Pourtant, si l'on veut distinguer entre les deux ou trois sentiments possibles dans l'occasion : satisfaction, indifférence, mécontentement de Charmide, il est bien évident que la remarque faite témoignait — tout comme la caricature présentée par la réponse du garçon — d'un certain mécontentement. Et donc que cette caricature n'était point si inexacte.

Un professeur dit à son élève, lui rendant son devoir : "Tenez. Ce n'est pas trop mal". L'élève, s'il le veut répéter à ses parents, peut transformer ce jugement ainsi : "Il a dit que c'était très bien". Sans doute il ne répète pas les mots exacts dont s'est servi le professeur. Au moins a-t-il conscience de rendre sincèrement la direction et le sens général de son éloge. C'est qu'il considère deux ordres de jugements possibles : ce qui est bien  (pas mal, bien, très bien) et ce qui est mal  (médiocre, mal, très mal). Et au-dedans de chaque catégorie, il lui semble que l'on peut, sans grande inexactitude, remplacer telle expression du jugement "bien" ou "mal" par toute autre.
L'on remarquerait cependant, en considérant la note méritée par le devoir, que 11 ou 12 (pas mal) est bien plus proche de 8 ou 9 (passable, médiocre) que de 17 ou de 18 (très bien).

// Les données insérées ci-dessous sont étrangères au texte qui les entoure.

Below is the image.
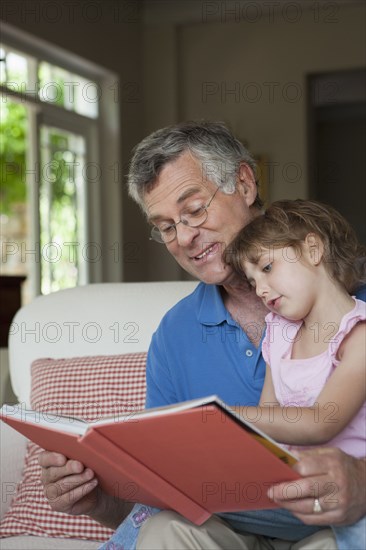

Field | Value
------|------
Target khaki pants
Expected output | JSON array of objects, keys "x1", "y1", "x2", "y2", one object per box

[{"x1": 137, "y1": 511, "x2": 337, "y2": 550}]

Ainsi, la substitution d'un mot, d'un jugement, à un autre, peut s'opérer, soit à l'intérieur d'une classe sentimentale (pas mal  remplacé par très bien), soit à l'intérieur d'une classe intellectuelle 11 (pas mal ) remplacé par 11 (passable ). Or c'est du premier genre de substitution, la substitution sentimentale, qu'use, la plupart du temps, l'argument des extrêmes : il lui doit son apparente logique, et sa simplicité. Si "Je vous avais pourtant demandé..." a cette valeur : "(classe) mécontentement (nuance particulière) atténuation du mécontentement par des habitudes de politesse, etc...", il est mieux d'en atténuer le caractère essentiel, le mécontentement, aux dépends de la politesse qui le dissimulait. Et le garçon de restaurant, répondant à Charmide, a pu croire qu'il répètait seulement, de manière exacte, l'observation reçue (1).

Jean Paulhan

Article paru dans Le Spectateur, janvier 1913, p.8-10


    1 - Pour le rôle que jouent les mots en de semblables substitutions, l'on consultera utilement une note de René Martin-Guelliot. (Le Spectateur. Octobre 1911. Documents).